There was consensus around the need to reinforce research collaboration online using modern technologies (e.g. online discussions, establishment of open data bases) and foster multidisciplinary research by encouraging mobility of young researchers. These suggestions were made on the reflection that the Covid-19 crisis had decreased physical mobility, however demonstrated that online research collaboration could work very well.
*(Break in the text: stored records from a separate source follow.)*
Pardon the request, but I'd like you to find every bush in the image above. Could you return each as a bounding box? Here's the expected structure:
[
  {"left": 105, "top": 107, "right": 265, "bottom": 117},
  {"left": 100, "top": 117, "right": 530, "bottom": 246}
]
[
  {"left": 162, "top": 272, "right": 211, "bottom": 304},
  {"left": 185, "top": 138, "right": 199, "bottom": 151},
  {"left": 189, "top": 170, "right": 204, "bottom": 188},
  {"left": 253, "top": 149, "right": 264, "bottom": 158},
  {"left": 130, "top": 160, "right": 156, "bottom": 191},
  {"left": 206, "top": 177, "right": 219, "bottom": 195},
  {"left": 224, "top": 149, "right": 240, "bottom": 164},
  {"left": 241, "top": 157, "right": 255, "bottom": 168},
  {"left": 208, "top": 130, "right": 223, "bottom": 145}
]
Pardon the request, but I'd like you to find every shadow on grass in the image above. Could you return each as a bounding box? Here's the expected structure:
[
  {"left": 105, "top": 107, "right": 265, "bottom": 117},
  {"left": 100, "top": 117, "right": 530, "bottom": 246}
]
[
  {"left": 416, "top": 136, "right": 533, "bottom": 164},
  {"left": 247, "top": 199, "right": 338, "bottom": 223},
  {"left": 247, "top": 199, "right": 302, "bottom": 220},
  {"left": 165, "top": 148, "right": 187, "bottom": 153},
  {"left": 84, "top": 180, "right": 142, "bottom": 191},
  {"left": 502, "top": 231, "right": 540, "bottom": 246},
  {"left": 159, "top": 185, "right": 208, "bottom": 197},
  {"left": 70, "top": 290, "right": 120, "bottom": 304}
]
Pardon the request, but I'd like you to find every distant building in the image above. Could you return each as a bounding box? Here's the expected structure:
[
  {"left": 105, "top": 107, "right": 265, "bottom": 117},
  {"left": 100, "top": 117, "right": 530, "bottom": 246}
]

Proposals to bring closer research funding organisations, research performing organisations and academic societies were made. It was also proposed that umbrella organisations such as Global Research Council (GRC) and Science Europe could play an important role in this respect.

The summary of the 2022 FAPM discussion will as an input to other forums, such as the 2022 World Science Forum, Cape Town, 3-6 December, and the Global Research Council (GRC).